Effects of serum testosterone levels after 6 months of androgen deprivation therapy on the outcome of patients with prostate cancer - Abstract

BACKGROUND: Controversy exists about whether testosterone serum levels at a cutoff point of < 50 ng/dL during luteinizing hormone-releasing hormone analogue (LHRHA) treatment are related to the outcome of patients with prostate cancer.

We assessed the relationship between serum testosterone levels after 6 months of LHRHA therapy and disease outcome in a consecutive series of patients with prostate cancer.

PATIENTS AND METHODS: Serum testosterone levels were measured prospectively in a cohort of patients given LHRHA for 6 months. End points were time to progression (TTP) and overall survival (OS).

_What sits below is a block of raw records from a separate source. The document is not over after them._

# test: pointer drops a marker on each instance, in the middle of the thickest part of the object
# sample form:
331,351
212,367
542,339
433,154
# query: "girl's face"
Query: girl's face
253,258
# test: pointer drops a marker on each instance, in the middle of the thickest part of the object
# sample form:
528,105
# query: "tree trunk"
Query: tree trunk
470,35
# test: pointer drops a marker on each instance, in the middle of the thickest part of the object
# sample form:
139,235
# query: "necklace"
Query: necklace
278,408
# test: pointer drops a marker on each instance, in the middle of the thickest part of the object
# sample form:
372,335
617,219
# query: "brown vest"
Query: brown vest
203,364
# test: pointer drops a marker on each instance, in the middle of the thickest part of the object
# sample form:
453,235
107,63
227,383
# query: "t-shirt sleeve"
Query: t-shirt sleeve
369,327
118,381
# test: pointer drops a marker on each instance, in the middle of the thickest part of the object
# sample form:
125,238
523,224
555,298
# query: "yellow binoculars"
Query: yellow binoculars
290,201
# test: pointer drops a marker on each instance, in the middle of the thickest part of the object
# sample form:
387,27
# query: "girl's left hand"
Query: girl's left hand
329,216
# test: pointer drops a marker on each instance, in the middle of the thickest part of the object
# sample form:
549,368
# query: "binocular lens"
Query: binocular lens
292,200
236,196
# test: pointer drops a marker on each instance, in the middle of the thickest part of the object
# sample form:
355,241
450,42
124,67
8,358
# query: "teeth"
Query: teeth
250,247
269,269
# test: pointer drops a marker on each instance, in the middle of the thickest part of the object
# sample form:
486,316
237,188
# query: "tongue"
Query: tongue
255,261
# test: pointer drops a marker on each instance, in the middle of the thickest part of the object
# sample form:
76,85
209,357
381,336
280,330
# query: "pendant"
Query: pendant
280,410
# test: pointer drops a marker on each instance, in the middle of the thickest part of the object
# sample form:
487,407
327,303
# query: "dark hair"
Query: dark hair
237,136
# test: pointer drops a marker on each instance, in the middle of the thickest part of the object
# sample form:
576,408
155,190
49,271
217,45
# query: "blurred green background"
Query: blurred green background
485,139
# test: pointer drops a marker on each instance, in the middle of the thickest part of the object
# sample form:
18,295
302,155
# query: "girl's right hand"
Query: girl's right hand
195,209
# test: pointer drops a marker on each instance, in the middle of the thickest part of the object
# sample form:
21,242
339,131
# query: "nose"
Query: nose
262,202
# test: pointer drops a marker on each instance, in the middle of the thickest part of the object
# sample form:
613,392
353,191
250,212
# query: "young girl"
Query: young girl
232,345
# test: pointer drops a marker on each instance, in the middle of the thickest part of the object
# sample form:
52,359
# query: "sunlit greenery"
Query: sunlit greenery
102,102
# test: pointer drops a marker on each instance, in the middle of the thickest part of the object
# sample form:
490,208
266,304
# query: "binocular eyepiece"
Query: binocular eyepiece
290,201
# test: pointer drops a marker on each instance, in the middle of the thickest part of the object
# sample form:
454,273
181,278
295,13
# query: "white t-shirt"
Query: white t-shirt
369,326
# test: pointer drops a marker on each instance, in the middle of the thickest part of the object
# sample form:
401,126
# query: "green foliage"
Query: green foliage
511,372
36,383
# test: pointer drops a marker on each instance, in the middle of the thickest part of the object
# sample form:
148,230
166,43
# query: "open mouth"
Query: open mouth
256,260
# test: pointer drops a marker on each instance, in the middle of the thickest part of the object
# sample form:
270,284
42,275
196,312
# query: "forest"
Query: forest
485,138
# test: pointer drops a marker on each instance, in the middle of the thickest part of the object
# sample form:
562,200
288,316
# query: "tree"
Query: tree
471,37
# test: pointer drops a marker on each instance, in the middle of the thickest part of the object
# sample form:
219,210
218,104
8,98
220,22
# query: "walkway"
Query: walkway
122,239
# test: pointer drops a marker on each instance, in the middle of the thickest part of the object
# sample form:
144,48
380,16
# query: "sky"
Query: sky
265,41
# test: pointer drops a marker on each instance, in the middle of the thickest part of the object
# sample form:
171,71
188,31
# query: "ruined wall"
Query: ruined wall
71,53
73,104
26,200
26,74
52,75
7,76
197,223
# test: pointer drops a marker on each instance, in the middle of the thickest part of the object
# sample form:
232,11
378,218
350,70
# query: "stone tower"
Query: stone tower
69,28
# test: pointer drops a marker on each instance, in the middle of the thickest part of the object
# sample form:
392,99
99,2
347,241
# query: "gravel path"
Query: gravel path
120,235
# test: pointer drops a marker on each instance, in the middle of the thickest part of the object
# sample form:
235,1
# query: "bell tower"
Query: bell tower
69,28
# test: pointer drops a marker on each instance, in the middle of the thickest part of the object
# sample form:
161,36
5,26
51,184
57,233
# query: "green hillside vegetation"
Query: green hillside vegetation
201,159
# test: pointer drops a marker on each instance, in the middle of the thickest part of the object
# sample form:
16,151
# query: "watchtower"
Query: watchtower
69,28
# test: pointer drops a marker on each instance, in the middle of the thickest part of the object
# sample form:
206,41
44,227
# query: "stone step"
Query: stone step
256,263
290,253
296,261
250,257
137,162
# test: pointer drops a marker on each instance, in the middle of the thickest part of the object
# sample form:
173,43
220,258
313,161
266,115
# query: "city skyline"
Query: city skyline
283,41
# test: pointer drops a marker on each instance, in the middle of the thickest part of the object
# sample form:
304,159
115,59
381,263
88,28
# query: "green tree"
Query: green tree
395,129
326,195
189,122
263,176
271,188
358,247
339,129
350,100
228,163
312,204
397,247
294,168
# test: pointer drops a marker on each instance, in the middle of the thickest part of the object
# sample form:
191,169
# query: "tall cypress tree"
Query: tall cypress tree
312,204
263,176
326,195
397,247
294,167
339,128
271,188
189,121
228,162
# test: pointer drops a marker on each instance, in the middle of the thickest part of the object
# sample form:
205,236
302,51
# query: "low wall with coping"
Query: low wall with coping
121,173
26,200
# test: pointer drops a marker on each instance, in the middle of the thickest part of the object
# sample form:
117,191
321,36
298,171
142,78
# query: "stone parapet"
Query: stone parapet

RESULTS: The study population was 153 patients: 54 with metastatic disease and 99 with biochemical failure. In multivariate analysis, adjustment for age, baseline serum prostatic specific antigen (PSA) levels, Gleason score, and disease stage, testosterone levels < 50 ng/dL failed to be associated with TTP and OS. A cutoff of < 20 ng/dL was associated with a nonsignificant lower risk of progression (adjusted hazard ratio [HR] 0.58; 95% confidence interval [CI] 0.30-1.15; P = .12) and a significant lower risk of death (adjusted HR, 0.19; 95% CI, 0.04-0.76; P = .02). Only 25 patients attained serum testosterone levels < 20 ng/dL. Using a receiver operating characteristic curve (ROC), we found that a testosterone value of 30 ng/dL offered the best overall sensitivity and specificity for prediction of death. Serum testosterone levels < 30 ng/mL were associated with a significantly lower risk of death (adjusted HR, 0.45; 95% CI, 0.22-0.94; P = .034.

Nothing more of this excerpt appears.